An Open Japanese Garden Pavilion Like a Child’s Drawing
From mA-style architects comes an interesting garden house next to the client’s main house.
With its square white base and steeply angled wooden roof, it is almost a child’s drawing of the perfect house.
The front is completely open to the air, so it is more of a pavilion than a building.
With what seems like a completely just-stroll-in entry at the side, the space seems strangely undefended for a structure in an urban neighbourhood.
But in fact, not seen from inside, sliding doors along the outside wall can actually close off the space.
A corridor connects it to the main house.
Little study nooks dot the length of the new building.
A homework retreat for several children?
The pavilion is a pleasingly proportioned combination of white room-height walls, with a pitched wooden roof creating a triangular window at each end letting in air and light.

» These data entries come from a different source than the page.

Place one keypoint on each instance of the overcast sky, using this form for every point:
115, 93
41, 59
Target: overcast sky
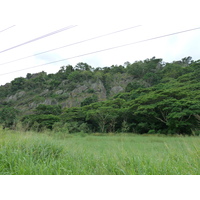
34, 18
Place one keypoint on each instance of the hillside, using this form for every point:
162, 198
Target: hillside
145, 96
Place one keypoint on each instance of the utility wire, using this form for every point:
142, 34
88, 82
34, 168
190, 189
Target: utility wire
86, 40
41, 37
7, 28
111, 48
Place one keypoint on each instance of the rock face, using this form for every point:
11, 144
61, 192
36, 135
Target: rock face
69, 94
16, 97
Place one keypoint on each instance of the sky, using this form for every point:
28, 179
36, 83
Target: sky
153, 18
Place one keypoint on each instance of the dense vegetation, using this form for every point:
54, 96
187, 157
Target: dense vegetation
155, 97
46, 153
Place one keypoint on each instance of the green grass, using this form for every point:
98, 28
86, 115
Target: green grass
36, 153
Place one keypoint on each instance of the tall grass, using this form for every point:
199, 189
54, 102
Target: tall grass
34, 153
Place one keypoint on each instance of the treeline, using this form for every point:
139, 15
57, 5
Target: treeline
162, 98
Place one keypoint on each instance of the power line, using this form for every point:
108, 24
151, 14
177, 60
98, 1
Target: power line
98, 51
41, 37
86, 40
7, 28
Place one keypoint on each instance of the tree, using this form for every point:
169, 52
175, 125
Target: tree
8, 117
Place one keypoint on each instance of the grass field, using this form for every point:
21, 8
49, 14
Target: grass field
36, 153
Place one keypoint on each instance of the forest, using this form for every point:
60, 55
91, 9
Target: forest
144, 97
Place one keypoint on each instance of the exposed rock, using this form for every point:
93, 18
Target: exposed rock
17, 96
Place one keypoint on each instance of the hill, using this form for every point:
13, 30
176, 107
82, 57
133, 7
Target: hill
147, 96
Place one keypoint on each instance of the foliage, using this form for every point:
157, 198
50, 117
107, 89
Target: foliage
158, 98
8, 117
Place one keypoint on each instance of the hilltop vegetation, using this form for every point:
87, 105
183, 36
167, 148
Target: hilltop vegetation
147, 96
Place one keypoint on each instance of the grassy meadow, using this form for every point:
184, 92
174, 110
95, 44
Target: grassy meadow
33, 153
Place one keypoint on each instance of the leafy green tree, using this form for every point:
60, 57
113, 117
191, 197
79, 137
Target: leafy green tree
89, 100
8, 117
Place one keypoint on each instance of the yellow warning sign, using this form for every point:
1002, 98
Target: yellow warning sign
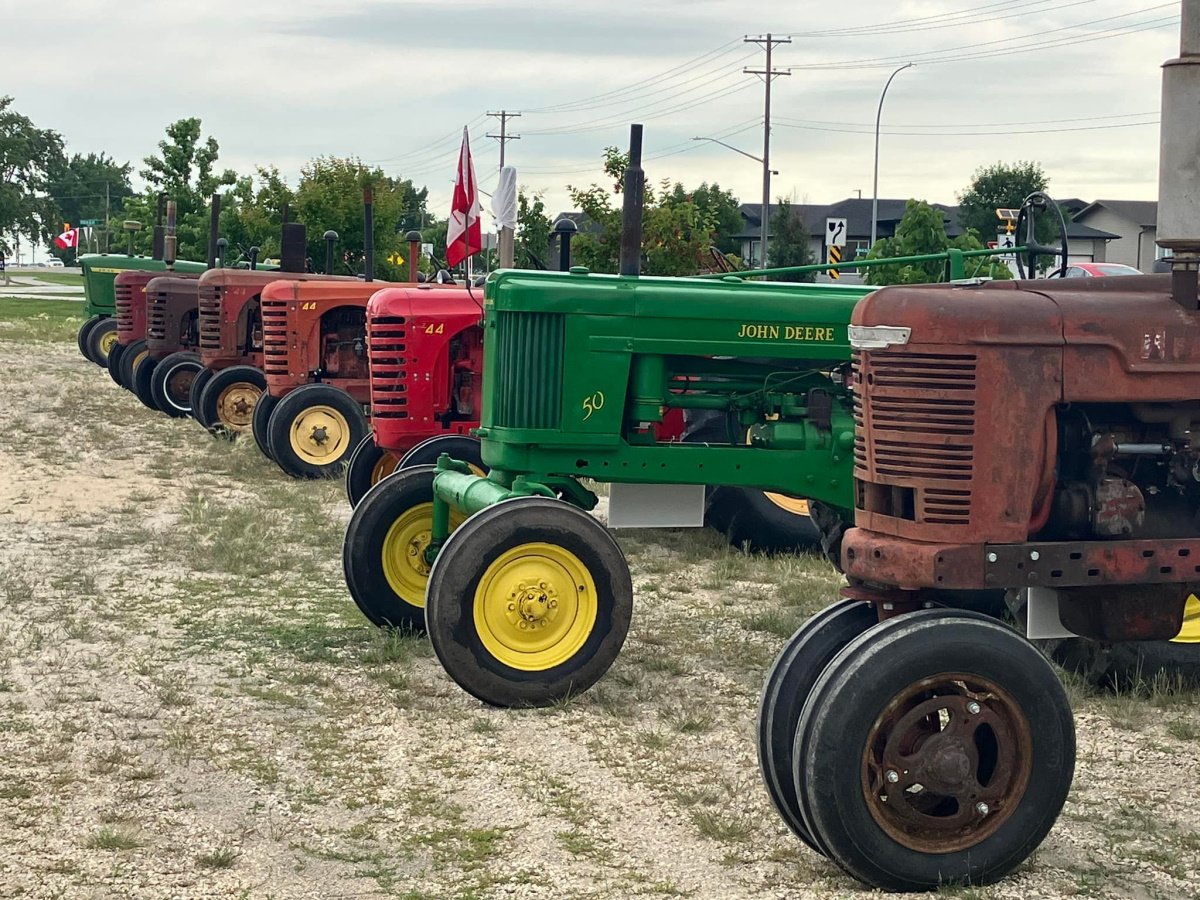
834, 258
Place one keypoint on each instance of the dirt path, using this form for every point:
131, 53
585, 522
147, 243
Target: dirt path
191, 706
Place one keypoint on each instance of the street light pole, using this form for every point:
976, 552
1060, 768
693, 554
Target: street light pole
875, 193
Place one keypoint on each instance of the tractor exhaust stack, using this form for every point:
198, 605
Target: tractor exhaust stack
369, 233
156, 245
1179, 174
631, 209
214, 231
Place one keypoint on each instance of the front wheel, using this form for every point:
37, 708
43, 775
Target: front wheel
529, 601
937, 748
228, 399
171, 385
84, 333
369, 465
313, 430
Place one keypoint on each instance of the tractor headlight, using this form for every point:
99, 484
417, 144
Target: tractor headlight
877, 337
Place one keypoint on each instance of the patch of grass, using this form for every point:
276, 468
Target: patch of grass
220, 858
114, 838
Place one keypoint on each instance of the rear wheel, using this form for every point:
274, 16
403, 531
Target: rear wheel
937, 748
84, 333
101, 341
259, 421
229, 397
384, 552
114, 363
369, 465
198, 383
141, 377
313, 431
172, 383
529, 601
132, 354
763, 521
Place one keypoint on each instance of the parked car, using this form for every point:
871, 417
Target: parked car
1092, 270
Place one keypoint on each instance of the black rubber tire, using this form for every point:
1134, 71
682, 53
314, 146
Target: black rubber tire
462, 448
747, 517
107, 325
172, 397
465, 559
82, 336
258, 423
114, 363
787, 687
363, 551
198, 383
852, 694
294, 405
125, 365
363, 471
141, 378
208, 413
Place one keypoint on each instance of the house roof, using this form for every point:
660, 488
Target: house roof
857, 213
1141, 213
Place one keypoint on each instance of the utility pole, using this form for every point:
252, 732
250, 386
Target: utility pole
767, 75
504, 137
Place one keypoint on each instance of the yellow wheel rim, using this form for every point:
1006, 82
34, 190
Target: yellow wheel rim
235, 405
403, 552
319, 435
1191, 630
791, 504
535, 606
383, 468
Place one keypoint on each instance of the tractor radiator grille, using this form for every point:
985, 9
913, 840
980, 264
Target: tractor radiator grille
124, 301
275, 336
529, 370
156, 316
210, 317
388, 355
915, 437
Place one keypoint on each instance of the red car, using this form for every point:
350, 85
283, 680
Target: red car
1091, 270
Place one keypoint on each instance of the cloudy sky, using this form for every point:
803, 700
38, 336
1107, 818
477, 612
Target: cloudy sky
1073, 84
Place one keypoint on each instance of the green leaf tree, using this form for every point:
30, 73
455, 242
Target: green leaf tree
923, 231
28, 156
790, 241
91, 186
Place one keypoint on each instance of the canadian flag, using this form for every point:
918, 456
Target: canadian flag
463, 235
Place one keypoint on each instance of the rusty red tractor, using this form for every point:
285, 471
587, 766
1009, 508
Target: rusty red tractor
1038, 437
231, 379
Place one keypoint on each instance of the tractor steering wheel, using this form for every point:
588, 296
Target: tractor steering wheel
1041, 201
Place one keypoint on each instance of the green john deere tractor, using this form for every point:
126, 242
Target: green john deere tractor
97, 335
526, 595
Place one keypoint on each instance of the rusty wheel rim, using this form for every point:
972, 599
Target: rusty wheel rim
947, 762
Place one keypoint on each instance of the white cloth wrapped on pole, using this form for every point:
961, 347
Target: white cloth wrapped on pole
504, 199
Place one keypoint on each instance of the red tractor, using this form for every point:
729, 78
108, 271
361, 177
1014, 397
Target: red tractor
1038, 437
231, 335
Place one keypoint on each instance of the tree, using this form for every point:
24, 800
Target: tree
28, 155
185, 171
1000, 186
330, 196
675, 235
923, 231
91, 186
790, 241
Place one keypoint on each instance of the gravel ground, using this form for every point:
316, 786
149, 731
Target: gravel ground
192, 707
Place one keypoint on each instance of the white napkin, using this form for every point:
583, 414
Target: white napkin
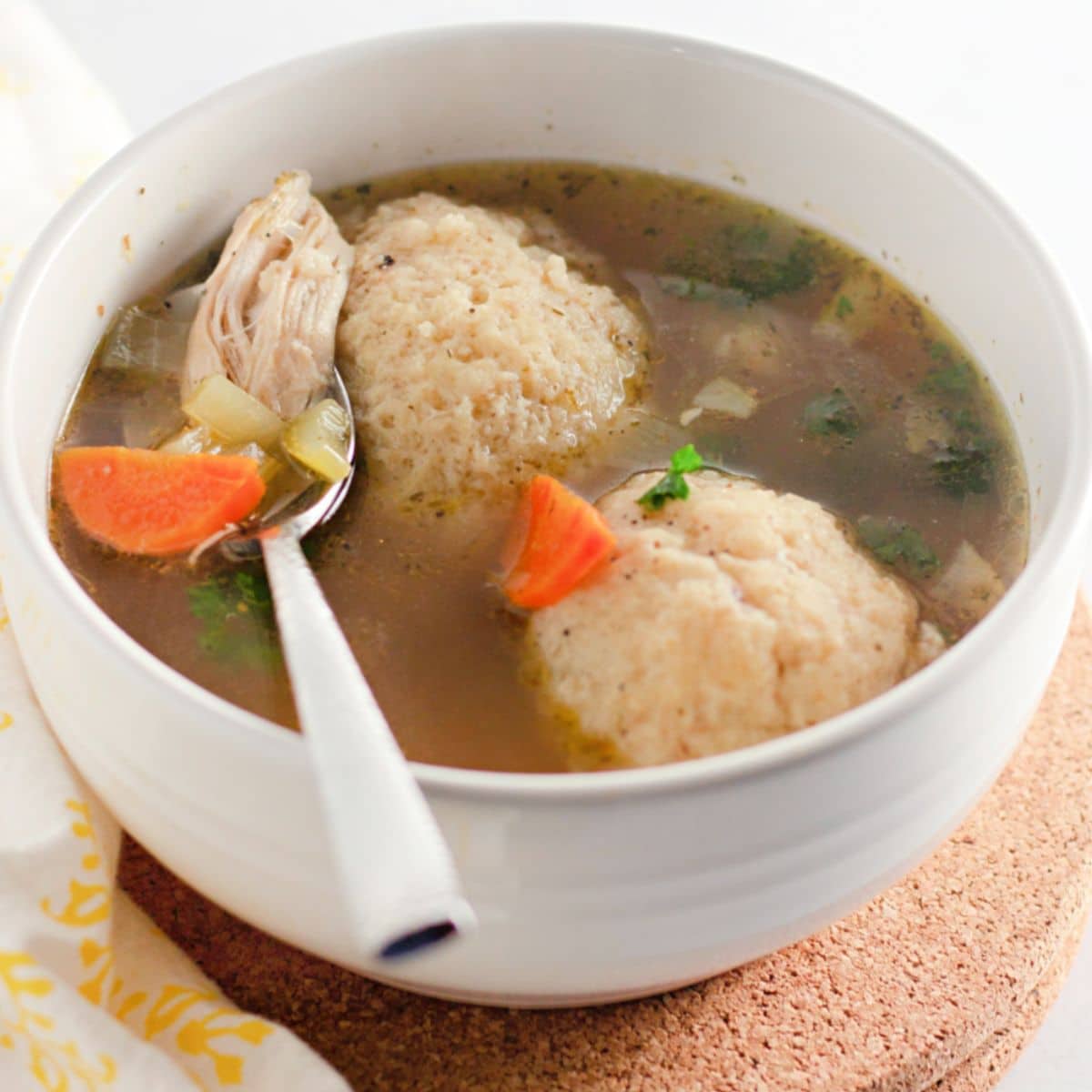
93, 997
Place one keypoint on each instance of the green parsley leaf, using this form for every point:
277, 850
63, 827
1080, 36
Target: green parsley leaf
672, 485
967, 468
956, 378
833, 414
238, 622
898, 544
686, 461
737, 267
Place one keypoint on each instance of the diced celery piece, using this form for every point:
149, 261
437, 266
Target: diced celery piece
318, 440
197, 440
146, 342
232, 414
854, 308
268, 467
192, 440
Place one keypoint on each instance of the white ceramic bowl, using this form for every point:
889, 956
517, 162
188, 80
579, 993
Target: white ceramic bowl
589, 885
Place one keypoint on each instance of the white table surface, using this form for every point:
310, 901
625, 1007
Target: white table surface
1007, 86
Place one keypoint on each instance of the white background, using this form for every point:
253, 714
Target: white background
1006, 86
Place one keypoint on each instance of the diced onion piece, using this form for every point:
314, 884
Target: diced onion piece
926, 427
318, 440
969, 583
854, 308
723, 396
233, 414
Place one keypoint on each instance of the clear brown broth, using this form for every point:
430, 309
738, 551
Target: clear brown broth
415, 591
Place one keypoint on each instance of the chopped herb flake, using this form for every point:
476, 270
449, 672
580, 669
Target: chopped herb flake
833, 414
741, 266
956, 378
898, 544
236, 615
672, 485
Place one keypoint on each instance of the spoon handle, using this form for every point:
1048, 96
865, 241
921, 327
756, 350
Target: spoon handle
397, 871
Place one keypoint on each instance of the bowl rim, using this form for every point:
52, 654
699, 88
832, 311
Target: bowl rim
1063, 533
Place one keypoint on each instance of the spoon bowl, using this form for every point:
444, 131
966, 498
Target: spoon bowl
396, 869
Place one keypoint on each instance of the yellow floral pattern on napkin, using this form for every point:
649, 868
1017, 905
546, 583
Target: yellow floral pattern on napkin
93, 996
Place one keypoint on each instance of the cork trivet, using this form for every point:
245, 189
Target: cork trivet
936, 984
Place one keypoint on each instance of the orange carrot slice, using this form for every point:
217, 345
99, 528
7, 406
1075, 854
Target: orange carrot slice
561, 540
157, 502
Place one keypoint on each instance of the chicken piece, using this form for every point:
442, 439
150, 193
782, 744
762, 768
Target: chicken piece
268, 312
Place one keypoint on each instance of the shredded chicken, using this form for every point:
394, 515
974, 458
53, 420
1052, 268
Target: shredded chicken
268, 312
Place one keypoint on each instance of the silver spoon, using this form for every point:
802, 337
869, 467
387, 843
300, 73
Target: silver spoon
397, 871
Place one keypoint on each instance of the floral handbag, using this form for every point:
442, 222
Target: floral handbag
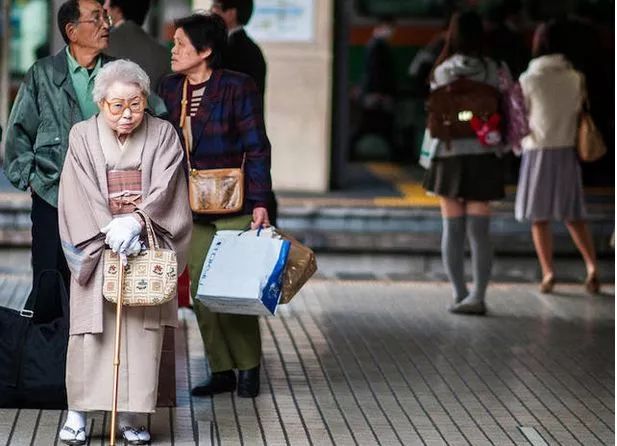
150, 278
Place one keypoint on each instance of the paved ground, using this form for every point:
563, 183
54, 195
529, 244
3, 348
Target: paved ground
380, 362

Its hugely exaggerated rafters become a design element in themselves, each decorated in a very droll manner with two hanging lightbulbs.
From the vantage point of a loft space at one end, one looks the full length to the open triangle of airspace at the other end.
Even this loft is a part of the same space, open out into the great room.
On the outside, this loft end is enclosed in glass, suggesting it could supply guest accommodation.
In an homage to Japanese tradition, a wood-framed white sliding panel creates a new garden entry connecting both the main house and this sweetly cartoonish new pavilion with its childlike lines and light wood and paint colors.
Very charming, and just a little mysterious.